Summary of traditional tube cystotomy

  • Advantages: remove all calculi from bladder, preserve breeding ability, avoid urethral surgery, longer recurrence-free life after surgery, intact bladder not required, and remove remaining uroliths in the bladder.
  • Disadvantages: high cost, difficult to perform in the field, and will not correct urethral stricture or rupture of the urethra.
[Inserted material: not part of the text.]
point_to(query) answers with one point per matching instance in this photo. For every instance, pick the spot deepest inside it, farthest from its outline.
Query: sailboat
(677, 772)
Summary of modified tube cystotomy

  • Advantages: Less expensive, can be performed in the field, short procedure time, preserve breeding ability, and avoid urethral surgery.
  • Disadvantages: Does not remove remaining calculi from the bladder, restricted to smaller animals, urine contamination of the abdomen likely, will not correct urethral stricture or rupture of the urethra, and Intact bladder required.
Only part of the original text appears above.